The scan tool’s ECT PID should have been drastically reduced at the indicated temperature of 320° F. At this point, I dismissed the 16 ms command as part of the cranking fuel strategy. But I kept these ECM-related anomalies in the back of my mind during the rest of the diagnostic process.
A Scope Solution
A scope waveform is sometimes worth a thousand words. At this point, I had stable ignition, correct fuel pressure, and known-good fuel injectors, but very little fuel being injected into the intake ports, despite the fuel rail being pressurized with fresh fuel from an outside source.
As I mentioned above, the lab scope waveform (Photo 6) verified the scan tool injector pulse width PID of 16 milliseconds.

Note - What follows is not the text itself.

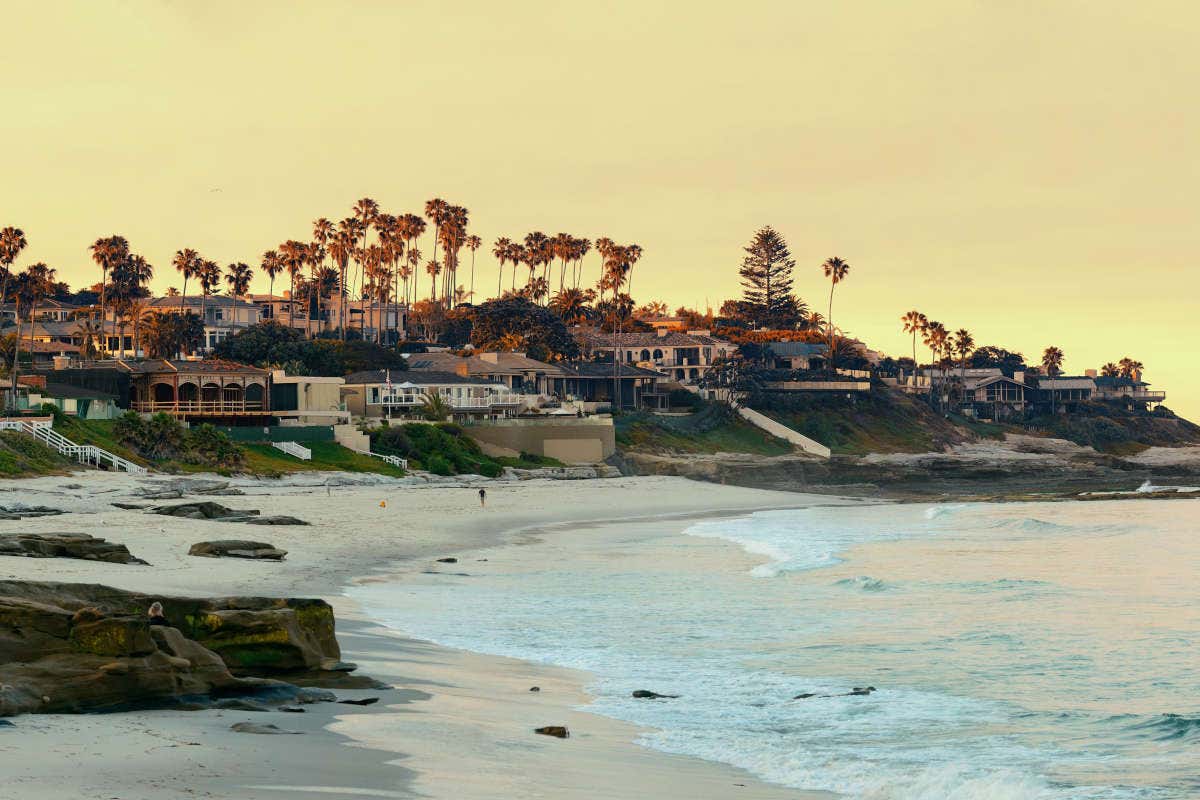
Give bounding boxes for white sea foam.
[352,503,1200,800]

In the rush to diagnose other problems, hadn’t bothered to really examine the injector waveform in detail. But a re-examination of the waveform indicated that, at 42 volts, the voltage “kick” was low and the normally microscopic fuel injector pintle valve “bump” was completely absent.
See Photo 7.
At this point, we had invested too many diagnostic hours in unraveling the Cadillac’s various system failures to spend even more time rehashing the diagnosis. So, at this point, I didn’t hesitate to replace the ECM. The low voltage kick and the missing pintle bump sealed the decision. My diagnostic scenario was that the ECM simply wasn’t supplying enough amperage to fully unseat the new fuel injectors.
After replacing the ECM, our hearts sank once again as I cranked the engine with no results. Thinking back, I recalled that we had previously disabled the fuel pump by removing the fuel pump fuse. After installing the fuse, the engine sprang to life and the injector pulse width came in at 9 ms at cold idle and dropped to 4 ms at hot idle. That’s as perfect as it could get in my book.
But for me, this wasn’t a big money-maker because of the PCM’s unexpected failure and the tortuous back-tracking I had to do on my testing procedures. If there’s a lesson to be learned from this month’s Diagnostic Dilemma, it’s that any diagnosis can and must become an open-ended process when you’re dealing with multiple component failures.